Donald Trump’ın ikinci kez ABD başkanı seçilmesiyle birlikte küresel mânâda risk ve kriz senaryoları raflardan indirildi. Trump 1.0 döneminde izlenen politikalara bakılırsa Trump 2.0 süreci de mevcut söylemler açısından pek farklı olacak gibi durmuyor.
Tabii meselenin ülkeler ve sektörler bazında çok farklı boyutları var. O yüzden biz daha spesifik olarak küresel tarım ve gıda piyasaları açısından yaşanabilecek olası senaryolara odaklanıyoruz. Trump’ın ikinci başkanlık döneminde tarım sektörüne yönelik politikaları hem ABD içinde hem de küresel ölçekte ciddi sonuçlar doğurabilir.

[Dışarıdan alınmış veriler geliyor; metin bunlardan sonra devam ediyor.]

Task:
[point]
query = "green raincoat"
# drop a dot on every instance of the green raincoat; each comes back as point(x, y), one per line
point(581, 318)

Filmi geriye doğru, 2017’ye sarıp ilk dönemine baktığımızda, bu sonuçların çoğunun ticaret politikaları, iklim stratejileri ve tarımsal sübvansiyonlarda dalgalanmalar yarattığı görülüyor.
Hatırlarsanız Trump, Çin’in ABD’ye karşı 300 milyar dolar dış ticaret fazlası vermesinden ötürü 2018 ve 2019’da Çin’den ithal edilen ürünlere gümrük vergileri koydu. İşte o dönemde fitili ateşlenen Washington-Pekin arasındaki ticaret savaşından en büyük darbeyi ABD’nin tarım sektörü almıştı.
Zira Çin, Trump’ın hamlesine karşı ABD’den soya ve mısır alımlarını durdurup ithalatını Brezilya ve Arjantin’e kaydırdı. Amerikan çiftçisinin zarara uğradığı o süreç, Arjantin ve Brezilya çiftçisine yaramıştı.
ABD, Çin’e 15 milyar dolarlık soya ihraç etti
Yeni dönemde de ABD’nin gümrük tarifelerini artırması ve ticaret kısıtlamalarında yeniden düğmeye basması bekleniyor. Bu, özellikle soya fasulyesi ve mısır gibi temel tarım ürünlerinin küresel ticaretinde dengeleri değiştirebilir.
Zira Çin, ABD’nin soya ihracatında en büyük pazar ve mısırın da önemli bir alıcısı konumunda. ABD Tarım Bakanlığı’nın (USDA) verilerine göre, 2022-23 döneminde ABD’nin toplam ihracatında Çin’in payı mısır için yüzde 17,8 olurken, soya fasulyesi için yüzde 58,2 seviyesindeydi. Söz konusu oran buğday için yüzde 5,6 gibi daha sınırlı bir düzeyde.